So I'm trying to parse a simple arithmetic dynamic expression using System.Linq.Dynamic. This runs fine when executed in an English environment where the CurrentCulture is English-US (and the decimal separator is a plain "." dot). Trying to run the code in a non English environment (e.g. Windows7x64 in Bulgarian, where the decimal separator is a "," comma), ParseLambda fails.
If I put "1.0" in my expression, ParseLambda fails in the Bulgarian environment with a PraseExpression, saying "Invalid real literal '1.0'" (but does not fail in the English environment). If I try to put "1,0" in my expression, ParseLambda fails with a ParseExpression saying "Syntax error" (this one fails in both environments).

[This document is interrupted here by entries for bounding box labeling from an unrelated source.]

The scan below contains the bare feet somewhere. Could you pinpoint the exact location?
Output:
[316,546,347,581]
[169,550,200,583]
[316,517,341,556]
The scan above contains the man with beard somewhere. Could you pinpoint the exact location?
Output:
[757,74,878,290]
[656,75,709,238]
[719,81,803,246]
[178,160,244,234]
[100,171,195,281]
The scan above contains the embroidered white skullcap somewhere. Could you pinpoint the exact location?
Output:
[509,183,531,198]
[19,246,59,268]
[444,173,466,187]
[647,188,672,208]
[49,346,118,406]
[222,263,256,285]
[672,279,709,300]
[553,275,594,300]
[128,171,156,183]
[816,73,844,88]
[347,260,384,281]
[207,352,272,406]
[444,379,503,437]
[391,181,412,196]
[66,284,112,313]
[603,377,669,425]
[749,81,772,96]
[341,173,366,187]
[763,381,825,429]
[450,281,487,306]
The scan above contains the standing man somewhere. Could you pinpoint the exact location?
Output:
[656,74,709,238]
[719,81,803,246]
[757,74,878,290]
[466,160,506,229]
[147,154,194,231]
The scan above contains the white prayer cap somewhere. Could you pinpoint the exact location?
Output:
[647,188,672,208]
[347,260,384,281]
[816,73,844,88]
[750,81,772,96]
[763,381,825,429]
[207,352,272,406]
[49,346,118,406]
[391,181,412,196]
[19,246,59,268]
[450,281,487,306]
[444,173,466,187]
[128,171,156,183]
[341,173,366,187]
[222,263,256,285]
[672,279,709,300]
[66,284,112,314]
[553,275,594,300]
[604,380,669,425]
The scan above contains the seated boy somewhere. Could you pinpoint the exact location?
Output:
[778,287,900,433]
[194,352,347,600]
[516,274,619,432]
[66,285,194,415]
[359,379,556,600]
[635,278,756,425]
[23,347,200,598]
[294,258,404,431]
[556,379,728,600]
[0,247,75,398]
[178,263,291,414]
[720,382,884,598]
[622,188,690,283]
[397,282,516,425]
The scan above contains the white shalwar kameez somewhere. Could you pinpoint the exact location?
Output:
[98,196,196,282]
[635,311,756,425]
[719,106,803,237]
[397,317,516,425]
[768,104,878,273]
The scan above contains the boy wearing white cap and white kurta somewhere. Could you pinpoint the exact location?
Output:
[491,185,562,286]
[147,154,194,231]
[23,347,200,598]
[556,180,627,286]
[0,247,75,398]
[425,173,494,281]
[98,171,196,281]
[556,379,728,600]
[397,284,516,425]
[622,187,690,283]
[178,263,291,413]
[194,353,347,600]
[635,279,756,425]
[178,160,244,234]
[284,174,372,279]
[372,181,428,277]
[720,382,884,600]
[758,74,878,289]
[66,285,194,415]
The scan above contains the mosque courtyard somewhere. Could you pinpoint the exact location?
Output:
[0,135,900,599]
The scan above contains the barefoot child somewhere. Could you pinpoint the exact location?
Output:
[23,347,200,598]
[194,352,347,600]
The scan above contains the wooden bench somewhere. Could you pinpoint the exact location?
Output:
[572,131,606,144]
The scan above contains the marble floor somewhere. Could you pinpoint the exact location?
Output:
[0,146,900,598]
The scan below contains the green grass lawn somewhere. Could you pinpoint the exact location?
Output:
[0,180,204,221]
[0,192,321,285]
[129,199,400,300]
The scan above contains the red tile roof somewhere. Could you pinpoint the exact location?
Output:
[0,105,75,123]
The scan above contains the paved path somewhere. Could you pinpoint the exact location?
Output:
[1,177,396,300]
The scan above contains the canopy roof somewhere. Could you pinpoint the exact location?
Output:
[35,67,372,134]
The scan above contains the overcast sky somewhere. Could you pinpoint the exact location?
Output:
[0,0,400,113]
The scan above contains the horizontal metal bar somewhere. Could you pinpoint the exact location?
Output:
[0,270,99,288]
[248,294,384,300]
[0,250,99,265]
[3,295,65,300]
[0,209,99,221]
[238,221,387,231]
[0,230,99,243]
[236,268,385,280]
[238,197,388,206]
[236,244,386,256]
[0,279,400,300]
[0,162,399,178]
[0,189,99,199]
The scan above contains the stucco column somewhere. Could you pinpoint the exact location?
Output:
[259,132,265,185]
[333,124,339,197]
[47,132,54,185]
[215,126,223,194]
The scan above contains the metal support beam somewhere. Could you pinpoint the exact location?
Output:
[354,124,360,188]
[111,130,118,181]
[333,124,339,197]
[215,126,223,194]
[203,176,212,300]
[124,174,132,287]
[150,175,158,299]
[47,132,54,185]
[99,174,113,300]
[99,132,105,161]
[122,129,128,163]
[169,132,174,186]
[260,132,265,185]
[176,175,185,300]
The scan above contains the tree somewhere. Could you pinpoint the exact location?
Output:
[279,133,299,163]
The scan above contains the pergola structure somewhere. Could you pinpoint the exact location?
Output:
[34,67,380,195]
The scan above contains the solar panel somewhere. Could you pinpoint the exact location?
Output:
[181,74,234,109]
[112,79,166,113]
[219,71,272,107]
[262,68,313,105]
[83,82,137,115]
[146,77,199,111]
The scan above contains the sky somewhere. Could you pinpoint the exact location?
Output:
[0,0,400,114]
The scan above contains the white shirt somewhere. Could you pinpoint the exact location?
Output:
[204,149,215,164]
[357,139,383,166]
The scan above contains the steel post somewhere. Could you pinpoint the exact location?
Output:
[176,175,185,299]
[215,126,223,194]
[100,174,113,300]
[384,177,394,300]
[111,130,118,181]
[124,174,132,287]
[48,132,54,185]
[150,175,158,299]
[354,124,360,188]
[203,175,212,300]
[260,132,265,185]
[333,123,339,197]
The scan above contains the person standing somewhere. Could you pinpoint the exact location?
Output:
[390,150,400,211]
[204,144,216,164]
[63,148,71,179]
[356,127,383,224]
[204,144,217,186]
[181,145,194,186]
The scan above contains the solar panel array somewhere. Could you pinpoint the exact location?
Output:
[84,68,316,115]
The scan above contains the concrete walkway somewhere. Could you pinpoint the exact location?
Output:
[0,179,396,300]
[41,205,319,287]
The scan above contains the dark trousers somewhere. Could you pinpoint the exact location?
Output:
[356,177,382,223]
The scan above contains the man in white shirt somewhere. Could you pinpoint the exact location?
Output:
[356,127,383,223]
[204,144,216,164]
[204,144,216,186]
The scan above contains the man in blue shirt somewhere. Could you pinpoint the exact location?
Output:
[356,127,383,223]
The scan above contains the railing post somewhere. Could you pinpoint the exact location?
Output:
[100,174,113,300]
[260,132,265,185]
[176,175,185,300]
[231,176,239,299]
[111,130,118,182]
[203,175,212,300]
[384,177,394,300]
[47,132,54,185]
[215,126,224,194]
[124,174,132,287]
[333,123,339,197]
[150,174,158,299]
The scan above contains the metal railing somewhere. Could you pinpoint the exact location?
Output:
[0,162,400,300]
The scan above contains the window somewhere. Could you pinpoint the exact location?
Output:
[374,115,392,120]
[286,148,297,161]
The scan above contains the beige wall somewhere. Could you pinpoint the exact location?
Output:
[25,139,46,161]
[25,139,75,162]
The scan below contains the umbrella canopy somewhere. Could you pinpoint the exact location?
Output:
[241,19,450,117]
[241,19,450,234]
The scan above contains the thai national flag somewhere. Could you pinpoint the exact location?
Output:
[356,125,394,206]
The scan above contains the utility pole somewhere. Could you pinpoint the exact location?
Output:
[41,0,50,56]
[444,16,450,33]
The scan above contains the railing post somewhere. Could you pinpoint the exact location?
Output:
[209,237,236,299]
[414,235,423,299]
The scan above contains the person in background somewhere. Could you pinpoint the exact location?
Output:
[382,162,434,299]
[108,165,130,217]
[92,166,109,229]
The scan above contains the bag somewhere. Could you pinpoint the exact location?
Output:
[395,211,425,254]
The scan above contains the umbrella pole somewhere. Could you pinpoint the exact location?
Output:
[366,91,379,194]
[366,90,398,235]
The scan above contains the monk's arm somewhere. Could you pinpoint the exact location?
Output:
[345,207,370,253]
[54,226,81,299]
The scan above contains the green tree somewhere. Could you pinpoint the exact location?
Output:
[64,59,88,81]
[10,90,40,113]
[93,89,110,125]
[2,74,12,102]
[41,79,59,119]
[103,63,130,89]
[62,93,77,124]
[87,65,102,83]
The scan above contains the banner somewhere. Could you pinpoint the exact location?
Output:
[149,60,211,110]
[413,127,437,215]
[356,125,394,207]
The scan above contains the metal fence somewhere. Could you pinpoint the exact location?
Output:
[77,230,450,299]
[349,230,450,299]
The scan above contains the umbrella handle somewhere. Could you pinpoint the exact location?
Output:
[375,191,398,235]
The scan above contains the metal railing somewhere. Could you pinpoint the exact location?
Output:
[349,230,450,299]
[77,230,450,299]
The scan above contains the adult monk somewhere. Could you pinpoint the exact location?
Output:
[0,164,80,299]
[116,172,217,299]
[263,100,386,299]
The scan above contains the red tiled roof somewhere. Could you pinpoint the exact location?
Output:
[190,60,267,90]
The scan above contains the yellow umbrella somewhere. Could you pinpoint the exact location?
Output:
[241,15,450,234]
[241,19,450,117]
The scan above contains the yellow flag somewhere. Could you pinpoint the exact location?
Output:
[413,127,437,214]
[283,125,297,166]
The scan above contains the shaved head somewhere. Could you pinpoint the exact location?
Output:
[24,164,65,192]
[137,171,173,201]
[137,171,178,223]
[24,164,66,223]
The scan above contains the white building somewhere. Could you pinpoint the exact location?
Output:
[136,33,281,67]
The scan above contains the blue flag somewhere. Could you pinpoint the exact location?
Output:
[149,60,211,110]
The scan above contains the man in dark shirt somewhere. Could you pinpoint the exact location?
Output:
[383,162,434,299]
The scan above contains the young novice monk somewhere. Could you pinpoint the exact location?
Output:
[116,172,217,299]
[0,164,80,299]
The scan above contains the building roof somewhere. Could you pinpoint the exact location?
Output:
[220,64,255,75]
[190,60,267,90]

Anyone knows a way around this?
Or am I missing something?
Or can I somehow set the culture of the parsed expression?
I need my app to run well on both environments..
My code is running on .NET v4.0 and I have System.Linq.Dynamic.dll (1.0.0.0) added as reference to the project.
Here's the code:
using System;
using System.Linq;
using System.Linq.Dynamic;
namespace DynamicExpressionTest
{
class Program
{
static void Main(string[] args)
{
//FAIL: ParseException: Invalid real literal '1.0' (fails only in non-English environment)
var expression1 = DynamicExpression.ParseLambda(
new System.Linq.Expressions.ParameterExpression[] { },
typeof(double),
"1.0 + 1.0");
var result1 = expression1.Compile().DynamicInvoke();
double resultD1 = System.Convert.ToDouble(result1);
Console.WriteLine(resultD1);
//FAIL: ParseException: Syntax error (fails both in English and non-English environments)
var expression2 = DynamicExpression.ParseLambda(
new System.Linq.Expressions.ParameterExpression[] { },
typeof(double),
"1,0 + 1,0");
var result2 = expression2.Compile().DynamicInvoke();
double resultD2 = System.Convert.ToDouble(result2);
Console.WriteLine(resultD2);
}
}
}
Thanks!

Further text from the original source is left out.